City considers helicopter deal

by Ray Huard on.April 8, 2013 in the U~T San Diego

A helicopter to provide emergency air ambulance service would be based in
Oceanside under a deal being negotiated between the Oceanside Fire
Department and a Santa Rosa company.

“We are working with Reach Air Medical Service in establishing a base using
a public-private partnership here in Oceanside,” Fire Chief Daryl Hebert said
in an interview last week. “I see it as a great opportunity.

Mayor Jim Wood said he is “very supportive” of the plan.

“It will be an improvement, certainly for the public safety aspect and recovery,”
Wood said. With the city and county growing, Wood said the area could well
use the service.

“Plus, it will be stationed here,” Wood said.

But City Councilman Jerry Kern isn’t quite sold on the proposal.

“I don’t know if we really need one,” Kern said Monday. “I’m taking kind of a
‘wait-and-see, let’s fully investigate it’ attitude right now.”

Under the tentative deal as outlined by Hebert, Reach Air would lease space
from the city and build a helipad at the Fire Department’s training center at
110 Jones Road near the Oceanside airport.

Reach Air would provide the helicopter, a pilot and a flight nurse, Hebert said.
A city paramedic also would be assigned to the helicopter with Reach Air
paying for the medic.

“We’re not going out and buying a helicopter or anything like that. This is a
win-win,” Hebert said. “It’s not going to cost us anything. There’s no cost
to the city at all.”

Reach Air provides emergency helicopter service in California, Oregon and
Texas, said Don Warton, the company’s director of business development.

Although the helicopter would be based in Oceanside, Warton said it would
be available for emergency calls throughout North County.

“We think we can augment and bring some additional services and availability
to the north end of San Diego County,” Warton said. “We think there’s a
demonstrated need for us there.”

The company makes its money by billing insurance companies for patients
it transports, Warton said with no charge and no subsidy from the cities it serves.

“We assume 100 percent of the risk,” Warton said.

The Oceanside Fire Department now relies on Mercy Air Service for emergency
helicopter service, Hebert said. He said on average the department calls on an
air ambulance 17 to 20 times a month to transport people with serious traumatic
injuries to Palomar Medical Center or Scripps Memorial Hospital in San Diego.

Hebert said he has no complaints about Mercy Air, but that the Reach Air helicopter
would be available for city use in a variety of circumstances besides emergency
medical service.

“That’s the uniqueness we don’t have right now with Mercy Air,” Hebert said.

He said the Reach Air helicopter could be used for search and rescue missions
and as a spotter during wildfires.

“It would allow us to have a command platform for use if we had a lost child on
the beach or a missing person or a brush fire,” Hebert said.

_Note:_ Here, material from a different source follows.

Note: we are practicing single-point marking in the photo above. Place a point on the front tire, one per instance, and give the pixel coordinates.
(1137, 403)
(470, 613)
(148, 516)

Details of the proposal are still being negotiated, Hebert said, but he said his goal
is to bring a final plan to the City Council in May for approval.

Although Reach Air would pay the operating costs, including the salaries of city
paramedics who would staff the helicopter, Kern said he’s concerned the city
might be on the hook to cover their long-term pension costs under the state
Public Employees Retirement System (PERS).

The city also might find itself in the position where it has to cover the medic’s
salary if the helicopter deal doesn’t pan out over time.

“If there’s a true need to have a helicopter here and they (Reach Air) provide
private paramedics, I don’t mind doing that. I’m just very cautious about
adding to our PERS debt,” Kern said.

For a time in the early 1990s, Oceanside police operated two helicopters but
the program was abandoned after six months to save money and after residents
complained about the nighttime noise.